None of this should make you feel good or cause you to breathe a sigh of relief. Consider what we know. A prominent, respected member in good standing of the conservative legal establishment — Eastman is enrolled in the Federalist Society and clerked for Supreme Court Justice Clarence Thomas — schemed with the president and his allies in the Republican Party to overturn the election and overthrow American democracy under the Constitution. Yes, they failed to keep Trump in office, but they successfully turned the pro forma electoral counting process into an occasion for real political struggle.
It was always possible, theoretically, to manipulate the rules to seize power from the voters. Now, it’s a live option. And with the right pieces in place, Trump could succeed. All he needs is a rival slate of electoral votes from contested states, state officials and state legislatures willing to intervene on his behalf, a supportive Republican majority in either house of Congress, and a sufficiently pliant Supreme Court majority.

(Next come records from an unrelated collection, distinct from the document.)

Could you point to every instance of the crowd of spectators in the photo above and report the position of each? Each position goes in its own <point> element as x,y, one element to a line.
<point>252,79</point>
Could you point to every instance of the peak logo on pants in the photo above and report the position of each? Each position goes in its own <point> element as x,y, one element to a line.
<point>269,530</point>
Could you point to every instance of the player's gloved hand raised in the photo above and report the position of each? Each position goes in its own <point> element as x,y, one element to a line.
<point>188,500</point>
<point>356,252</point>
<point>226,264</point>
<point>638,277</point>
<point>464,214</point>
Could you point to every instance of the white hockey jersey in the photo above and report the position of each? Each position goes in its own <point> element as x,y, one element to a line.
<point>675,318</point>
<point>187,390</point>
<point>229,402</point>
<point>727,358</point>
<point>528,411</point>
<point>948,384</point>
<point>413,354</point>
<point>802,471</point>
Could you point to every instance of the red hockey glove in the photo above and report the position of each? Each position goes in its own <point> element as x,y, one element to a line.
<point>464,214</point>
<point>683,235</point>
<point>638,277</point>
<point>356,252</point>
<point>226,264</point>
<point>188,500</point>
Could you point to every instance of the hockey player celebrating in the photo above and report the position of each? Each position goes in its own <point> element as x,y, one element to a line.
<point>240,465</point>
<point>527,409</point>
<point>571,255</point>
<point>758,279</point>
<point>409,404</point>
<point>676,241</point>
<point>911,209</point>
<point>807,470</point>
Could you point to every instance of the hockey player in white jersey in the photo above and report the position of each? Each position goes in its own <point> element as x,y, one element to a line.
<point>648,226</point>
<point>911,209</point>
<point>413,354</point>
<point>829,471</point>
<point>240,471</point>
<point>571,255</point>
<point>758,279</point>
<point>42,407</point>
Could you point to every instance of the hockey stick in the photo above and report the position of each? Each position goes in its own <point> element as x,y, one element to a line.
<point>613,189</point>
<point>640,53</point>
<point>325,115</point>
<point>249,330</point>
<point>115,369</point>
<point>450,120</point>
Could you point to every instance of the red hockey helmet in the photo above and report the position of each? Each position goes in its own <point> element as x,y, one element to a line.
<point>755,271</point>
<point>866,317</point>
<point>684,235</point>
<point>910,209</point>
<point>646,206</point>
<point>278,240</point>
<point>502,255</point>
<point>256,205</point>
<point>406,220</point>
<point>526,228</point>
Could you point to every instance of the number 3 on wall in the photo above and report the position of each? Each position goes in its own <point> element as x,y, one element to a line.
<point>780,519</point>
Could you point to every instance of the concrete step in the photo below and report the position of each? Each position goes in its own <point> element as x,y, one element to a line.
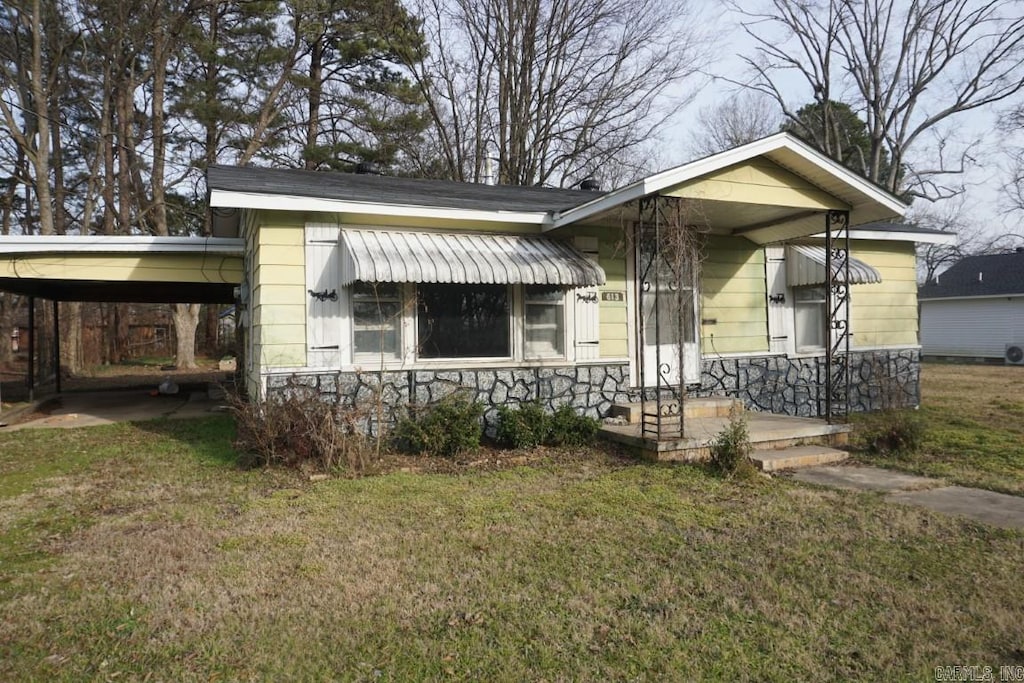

As it happens, Trump may well run for president in 2024 (he is already amassing a sizable war chest) with exactly that board in play. Republican state legislatures in states like Georgia and Arizona have, for example, used claims of fraud to seize control of key areas of election administration. Likewise, according to Reuters, 10 of the 15 declared Republican candidates for secretary of state in five swing states — Arizona, Georgia, Wisconsin, Michigan and Nevada — have either declared the 2020 election stolen or demanded that authorities invalidate the results in their states. It is also not unlikely that a Republican Party with pro-Trump zealots at its helm wins Congress in November of next year and holds it through the presidential election and into 2025.
If Trump is, once again, on the ballot, then the election might turn on the manipulation of a ceremony that was, until now, a mere formality.
Here, I’ll return to where I started. If this happens, it would be a revolutionary change. In this world, the voters, as filtered through the Electoral College, no longer choose the president. It becomes less a question of the rule of law and more one of power, of who holds the right positions at the right time, and especially, of who can bring the military to their side.